Canadian physician, academic, diplomat and writer

Philippe Panneton (or Joseph-Philippe Panneton, pseudonym Ringuet, which was his mother's maiden name; April 30, 1895 – December 28, 1960) was a Canadian physician, academic, diplomat and writer.

Born in Trois-Rivières, Quebec, he received a degree in medicine from Université Laval in 1920. In 1935, he became a professor at the Université de Montréal. In 1944, he was a founding member of L'Académie canadienne-française (now known as the Académie des lettres du Québec) and served as its president from 1947 until 1953. In 1956, he was named ambassador to Portugal, and died in Lisbon in 1960.

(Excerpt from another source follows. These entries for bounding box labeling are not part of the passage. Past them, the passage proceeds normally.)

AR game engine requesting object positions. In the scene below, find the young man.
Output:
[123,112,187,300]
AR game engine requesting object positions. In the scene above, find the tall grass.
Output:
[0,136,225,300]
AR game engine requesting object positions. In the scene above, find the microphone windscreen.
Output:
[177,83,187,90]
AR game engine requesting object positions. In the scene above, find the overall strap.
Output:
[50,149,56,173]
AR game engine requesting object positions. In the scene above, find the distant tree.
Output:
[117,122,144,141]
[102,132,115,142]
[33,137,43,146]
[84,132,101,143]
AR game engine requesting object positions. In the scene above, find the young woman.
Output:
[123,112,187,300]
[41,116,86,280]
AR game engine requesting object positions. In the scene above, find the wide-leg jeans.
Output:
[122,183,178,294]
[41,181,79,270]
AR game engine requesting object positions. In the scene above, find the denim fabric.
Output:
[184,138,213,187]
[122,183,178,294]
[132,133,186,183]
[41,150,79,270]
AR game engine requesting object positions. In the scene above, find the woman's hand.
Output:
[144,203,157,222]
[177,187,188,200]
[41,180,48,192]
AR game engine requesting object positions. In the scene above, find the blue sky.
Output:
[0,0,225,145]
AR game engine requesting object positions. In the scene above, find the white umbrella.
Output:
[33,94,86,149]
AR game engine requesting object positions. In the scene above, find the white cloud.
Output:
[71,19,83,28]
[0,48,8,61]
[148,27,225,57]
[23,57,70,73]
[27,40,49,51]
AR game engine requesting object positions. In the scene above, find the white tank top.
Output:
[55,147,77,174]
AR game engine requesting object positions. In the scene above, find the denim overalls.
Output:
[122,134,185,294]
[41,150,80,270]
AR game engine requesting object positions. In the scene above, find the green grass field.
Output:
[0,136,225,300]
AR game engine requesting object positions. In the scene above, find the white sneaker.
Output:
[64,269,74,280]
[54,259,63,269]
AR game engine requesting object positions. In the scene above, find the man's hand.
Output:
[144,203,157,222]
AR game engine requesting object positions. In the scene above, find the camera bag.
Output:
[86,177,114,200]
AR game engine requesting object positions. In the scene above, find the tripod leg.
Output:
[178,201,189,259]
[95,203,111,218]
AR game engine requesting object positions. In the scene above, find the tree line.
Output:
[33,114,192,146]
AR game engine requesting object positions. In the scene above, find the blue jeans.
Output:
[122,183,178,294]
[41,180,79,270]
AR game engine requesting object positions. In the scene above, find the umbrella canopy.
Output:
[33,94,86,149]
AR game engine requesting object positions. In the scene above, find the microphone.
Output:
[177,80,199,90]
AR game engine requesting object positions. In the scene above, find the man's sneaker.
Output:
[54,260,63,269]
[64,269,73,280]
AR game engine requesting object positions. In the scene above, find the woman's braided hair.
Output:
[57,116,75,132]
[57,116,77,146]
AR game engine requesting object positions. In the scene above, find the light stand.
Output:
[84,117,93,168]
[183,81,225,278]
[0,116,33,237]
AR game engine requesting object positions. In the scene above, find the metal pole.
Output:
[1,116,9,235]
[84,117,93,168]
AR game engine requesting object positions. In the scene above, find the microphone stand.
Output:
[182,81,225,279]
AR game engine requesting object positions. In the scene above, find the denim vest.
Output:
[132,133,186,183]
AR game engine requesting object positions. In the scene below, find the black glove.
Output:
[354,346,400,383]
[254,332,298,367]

In 1959, he was awarded the Lorne Pierce Medal.

==Selected works==
- Trente arpents (Paris, 1938), winner of the 1940 Governor General's Award for fiction
  - Thirty Acres, Oxford University Press, New Canadian Library (1940). Afterword by Antoine Sirois, translated by Felix and Dorothea Walter
  - Dreißig Morgen Land. Ein kanadischer Roman. Transl. Franziska Maria Tenberg. Benziger, Einsiedeln [1940] (German)
    - Extraction: Gott die Schuldigkeit erweisen, in: Gute Wanderschaft, mein Bruder. Transl. Carl Scharfenberger. St. Benno, Leipzig 1986 (German)
- Un Monde était leur empire / Their Empire Was a World (1943)
- L'Héritage et autres contes / The Legacy and Other Stories (1946)
  - "The Heritage", translated by Morna Scott Stoddart, in Robert Weaver, Canadian Short stories, Oxford University Press, p. 82—First published in the Tamarack Review (1960)
- Fausse Monnaie / Counterfeit (1947)
- Le Poids du Jour / The Burden of the Day (1949)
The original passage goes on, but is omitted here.